The policy contains provisions, which place the burden of proving disability on you, and not the disability insurance companies. These provisions are applicable even after the insurer has deemed you to be disabled. Failure to furnish requested update information could result in the termination of your benefits. A typical provision provides, “Proof of continued disability and regular attendance of a physician must be given to the Company within [X] days of the request for the proof.”
What Type of Information will the Insurer Request?
The insurer’s request for an update will be similar to the forms and supporting documents, which were submitted with your application for benefits. Our disability attorneys will not need to begin from scratch and will work with you and your treating physician(s) to obtain the updated information requested by the insurer in a streamlined process.
The disability insurance company will request updated information regarding your condition(s), continued treatment, activities of daily living, financial status, and whether you have attempted to work and/or volunteer, if applicable. Examples of commonly requested types of updates include:
- A physician’s statement;
- Updated medical records;
- A statement from you; and/or
- Financial documents, such as tax returns and paystubs.
The insurer’s request for updates, however, is not limited to forms and supporting documents. The policy typically contains a provision, which permits the disability insurance companies to request the following:
- An In-Person or Telephone Interview with the Insurer’s Representative; and/or
- A Medical Examination by a Physician Retained by the Insurer.
A typical provision provides, “We can require examinations as often as it is reasonable to do so. We may also require you to be interviewed by an authorized [INSURER] Representative. Refusal to be examined or interviewed may result in denial or termination of your claim.”

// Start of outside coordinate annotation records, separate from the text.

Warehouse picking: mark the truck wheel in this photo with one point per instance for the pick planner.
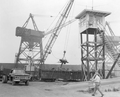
(13, 83)
(4, 79)
(27, 83)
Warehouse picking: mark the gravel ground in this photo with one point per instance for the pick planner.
(111, 88)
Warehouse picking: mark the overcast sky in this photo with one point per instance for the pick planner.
(14, 13)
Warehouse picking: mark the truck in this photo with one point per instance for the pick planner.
(15, 76)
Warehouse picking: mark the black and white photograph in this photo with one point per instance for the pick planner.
(59, 48)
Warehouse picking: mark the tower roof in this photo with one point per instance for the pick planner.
(96, 12)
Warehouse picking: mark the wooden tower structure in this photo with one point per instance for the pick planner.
(91, 25)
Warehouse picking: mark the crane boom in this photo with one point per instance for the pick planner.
(56, 32)
(60, 27)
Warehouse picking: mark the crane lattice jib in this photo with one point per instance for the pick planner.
(55, 34)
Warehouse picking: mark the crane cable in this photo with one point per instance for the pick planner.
(68, 34)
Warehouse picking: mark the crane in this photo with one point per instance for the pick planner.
(31, 40)
(57, 30)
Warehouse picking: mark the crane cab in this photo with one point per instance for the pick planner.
(91, 19)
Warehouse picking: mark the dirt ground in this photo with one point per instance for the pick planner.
(110, 88)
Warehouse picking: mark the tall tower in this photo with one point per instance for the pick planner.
(91, 25)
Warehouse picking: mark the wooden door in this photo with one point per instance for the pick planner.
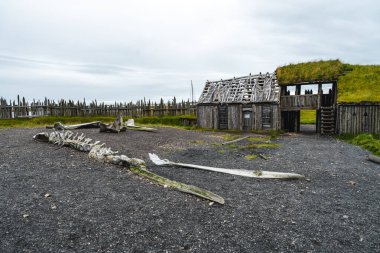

Our disability attorneys understand that undergoing an interview and/or medical examination requested by the disability insurance companies is stressful. We will meet with you prior to the appointment date to discuss what to expect and answer any questions you may have regarding the interview and/or examination.
Can My Treating Physician Contact the Insurer Directly to Provide Updates?
All communications with the insurer should be in written form to ensure that what is being conveyed to the disability insurance company is accurately documented and included in your claim file. We ask the insurer to direct all requests to your physician to our firm in written form so that we in turn can forward the request to your physician. This permits us to control the flow of information and minimize the ability of the insurance company to misrepresent the opinion of your doctor.
How Much Time Do I have to Respond to the Insurer’s Request?
The letter detailing the insurer’s request for updated information will include the due date. The deadline to submit your updates is typically 30 days, but the deadline varies from insurer to insurer.
There are sometimes factors that are beyond our disability attorneys’ control (e.g., delayed response from physician’s office), which will require us to obtain an extension from the insurer. We will inform the insurer why the updates cannot be timely submitted. This is important because an untimely submission may be interpreted by the insurer as non-compliance, and could result in a termination of benefits.
How Often will the Insurer Monitor my Claim?
The insurer will monitor your claim on a periodic basis (e.g., yearly, semi-annually, quarterly, or monthly). Insurers typically review newly approved claims on a monthly basis, but may reduce the frequency down the road. Insurers, however, occasionally require less monitoring where the evidence supports no potential for medical improvement. The disability insurance companies will refer these claims to an internal department dedicated to handling “stable and mature” claims.